360 MYA Plants evolve seeds, structures that protect plant embryos and enable plants to spread quickly on land. Creation of Woodleigh crater (100 km wide) and Siljan Ring (40 km wide, Dalecarlia, Sweden).
300 MYA The continents on Earth fuse into one - Pangaea. Evolution of the amniotic egg gives rise to the Amniota, reptiles who can reproduce on land. Insects evolve flight. Dragonflies (Odonata) still resemble these early insects. Vast forests of clubmosses (lycopods), horsetails, and tree ferns cover the land; when these decay they will eventually form coal. Gymnosperms begin to diversify widely. Cycads, plants resembling palms, first appeared.
280 MYA Meganeura monyi was an ancient dragonfly. This flying predator was the biggest insect that ever lived - it had a wingspan of about 2 feet. Vertebrates included many Temnospondyl, Anthrachosaur, and Lepospondyl amphibians and early anapsid and synapsid (e.g. Edaphosaurus) reptiles
256 MYA Diictodon, Cistecephalus, Dicynodon, Lycaenops, Dinogorgon and Procynosuchus, are a few of the many mammal-like reptiles known from South Africa and Russia. Parieasaurs were large clumbsy herbivores. The first Archosauriformes.

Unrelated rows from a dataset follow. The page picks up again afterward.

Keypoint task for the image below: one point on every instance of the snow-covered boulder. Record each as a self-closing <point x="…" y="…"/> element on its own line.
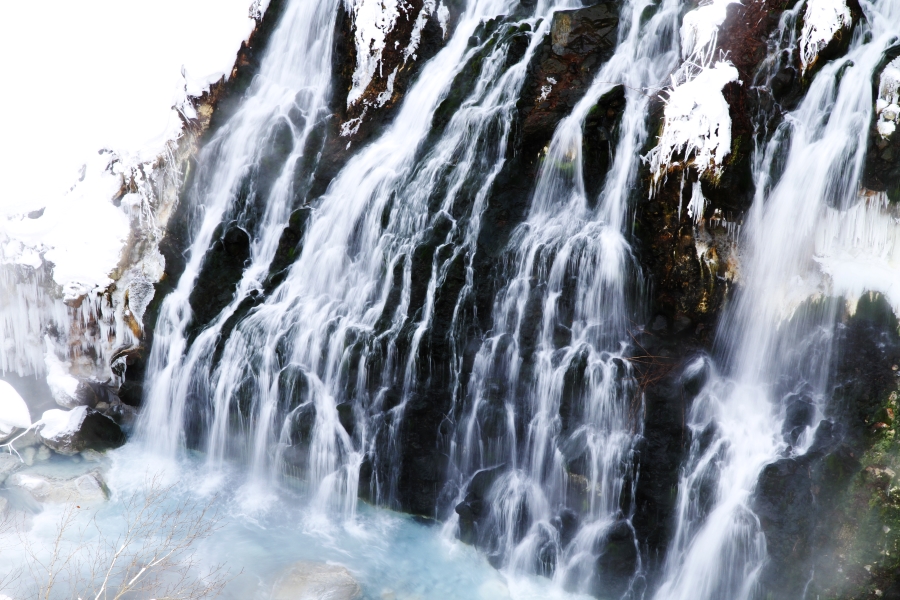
<point x="82" y="428"/>
<point x="696" y="124"/>
<point x="311" y="580"/>
<point x="9" y="464"/>
<point x="14" y="412"/>
<point x="86" y="488"/>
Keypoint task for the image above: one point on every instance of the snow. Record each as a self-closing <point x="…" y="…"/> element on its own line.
<point x="821" y="21"/>
<point x="696" y="122"/>
<point x="887" y="106"/>
<point x="700" y="31"/>
<point x="13" y="410"/>
<point x="100" y="74"/>
<point x="697" y="204"/>
<point x="374" y="20"/>
<point x="63" y="387"/>
<point x="56" y="423"/>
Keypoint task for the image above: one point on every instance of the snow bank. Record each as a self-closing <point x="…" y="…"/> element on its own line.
<point x="56" y="423"/>
<point x="888" y="104"/>
<point x="94" y="80"/>
<point x="700" y="31"/>
<point x="13" y="410"/>
<point x="821" y="21"/>
<point x="696" y="123"/>
<point x="374" y="20"/>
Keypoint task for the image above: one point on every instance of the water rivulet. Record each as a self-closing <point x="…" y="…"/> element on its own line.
<point x="768" y="386"/>
<point x="449" y="329"/>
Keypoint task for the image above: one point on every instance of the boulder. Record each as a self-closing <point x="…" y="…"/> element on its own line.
<point x="316" y="581"/>
<point x="86" y="488"/>
<point x="13" y="411"/>
<point x="9" y="464"/>
<point x="82" y="428"/>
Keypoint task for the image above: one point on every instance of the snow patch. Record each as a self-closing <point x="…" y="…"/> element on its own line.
<point x="373" y="20"/>
<point x="546" y="89"/>
<point x="821" y="22"/>
<point x="13" y="410"/>
<point x="428" y="8"/>
<point x="700" y="31"/>
<point x="697" y="204"/>
<point x="859" y="251"/>
<point x="888" y="104"/>
<point x="696" y="123"/>
<point x="56" y="423"/>
<point x="63" y="386"/>
<point x="81" y="233"/>
<point x="385" y="96"/>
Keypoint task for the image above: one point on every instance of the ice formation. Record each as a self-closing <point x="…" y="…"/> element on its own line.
<point x="700" y="31"/>
<point x="63" y="245"/>
<point x="13" y="410"/>
<point x="373" y="20"/>
<point x="56" y="422"/>
<point x="858" y="250"/>
<point x="822" y="20"/>
<point x="696" y="123"/>
<point x="888" y="104"/>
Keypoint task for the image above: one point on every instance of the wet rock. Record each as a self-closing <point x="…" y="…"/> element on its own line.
<point x="617" y="563"/>
<point x="473" y="510"/>
<point x="219" y="275"/>
<point x="580" y="41"/>
<point x="9" y="464"/>
<point x="584" y="40"/>
<point x="87" y="488"/>
<point x="416" y="36"/>
<point x="671" y="384"/>
<point x="70" y="432"/>
<point x="882" y="167"/>
<point x="315" y="581"/>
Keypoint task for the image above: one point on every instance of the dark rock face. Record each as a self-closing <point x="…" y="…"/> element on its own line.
<point x="882" y="170"/>
<point x="668" y="395"/>
<point x="580" y="41"/>
<point x="805" y="502"/>
<point x="578" y="44"/>
<point x="408" y="45"/>
<point x="95" y="432"/>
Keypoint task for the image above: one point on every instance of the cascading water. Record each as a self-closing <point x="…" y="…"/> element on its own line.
<point x="344" y="306"/>
<point x="314" y="376"/>
<point x="775" y="344"/>
<point x="289" y="94"/>
<point x="571" y="258"/>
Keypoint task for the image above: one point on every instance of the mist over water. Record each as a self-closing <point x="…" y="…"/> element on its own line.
<point x="294" y="402"/>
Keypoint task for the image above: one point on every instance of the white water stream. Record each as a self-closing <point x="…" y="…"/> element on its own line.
<point x="305" y="399"/>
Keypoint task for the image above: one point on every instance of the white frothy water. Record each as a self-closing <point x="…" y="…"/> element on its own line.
<point x="775" y="345"/>
<point x="572" y="248"/>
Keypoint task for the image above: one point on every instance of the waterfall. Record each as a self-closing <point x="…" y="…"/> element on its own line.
<point x="315" y="379"/>
<point x="774" y="345"/>
<point x="570" y="258"/>
<point x="289" y="95"/>
<point x="311" y="372"/>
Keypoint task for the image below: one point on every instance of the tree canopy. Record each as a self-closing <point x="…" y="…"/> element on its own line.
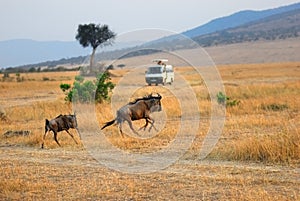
<point x="94" y="35"/>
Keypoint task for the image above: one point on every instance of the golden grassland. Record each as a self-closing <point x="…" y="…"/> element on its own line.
<point x="256" y="158"/>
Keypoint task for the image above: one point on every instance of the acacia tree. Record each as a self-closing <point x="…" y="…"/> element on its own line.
<point x="94" y="36"/>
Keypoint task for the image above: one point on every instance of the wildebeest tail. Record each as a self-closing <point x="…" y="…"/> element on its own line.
<point x="46" y="125"/>
<point x="108" y="123"/>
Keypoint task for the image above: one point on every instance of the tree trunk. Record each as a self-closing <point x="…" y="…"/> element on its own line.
<point x="92" y="60"/>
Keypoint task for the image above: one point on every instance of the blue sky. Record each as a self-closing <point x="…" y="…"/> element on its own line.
<point x="59" y="19"/>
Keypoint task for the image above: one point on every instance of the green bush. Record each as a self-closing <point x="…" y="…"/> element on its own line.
<point x="274" y="107"/>
<point x="225" y="100"/>
<point x="89" y="91"/>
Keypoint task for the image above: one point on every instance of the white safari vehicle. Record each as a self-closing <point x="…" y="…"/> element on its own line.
<point x="159" y="73"/>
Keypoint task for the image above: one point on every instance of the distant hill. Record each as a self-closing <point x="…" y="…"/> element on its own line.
<point x="279" y="26"/>
<point x="237" y="19"/>
<point x="24" y="51"/>
<point x="244" y="26"/>
<point x="21" y="52"/>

250 MYA The Permian-Triassic extinction event wipes out about 95% of all animal species, the most severe mass extinction known. Lystrosaurus is a common herbivore that survives the extinction. The archosaurs split from other reptiles. Teleosts evolve from among the Actinopterygii (ray-finned fish), and eventually become the dominant fish group. Some spores of bacteria Bacillus strain 2-9-3 (Sali bacillus marismortui) are trapped in salt crystals known as halite in New Mexico. They are re-animated in 2000AD and have multiplied rapidly. Currently the world oldest living organism.
220 MYA The climate is very dry, and dry-adapted organism are favored: the archosaurs and the Gymnosperms. archosaurs diversify into crocodiles, dinosaurs, and pterosaurs.

From synapsids came the first mammal precursors, therapsids, and more specifically the eucynodonts. Initially, they stay small and shrew-like. Constant body temperature. All mammals have milk glands for their young. One of a pair of autosomes acquires a SRY gene derived from SOX3 from X chromosome to become the Y chromosome, which has been decreasing in length since. Gymnosperms (mostly conifers) are the dominant land plants. Plant eaters will grow to huge sizes during the dominance of the gymnosperms to have space for large guts to digest the poor food offered by gymnosperms.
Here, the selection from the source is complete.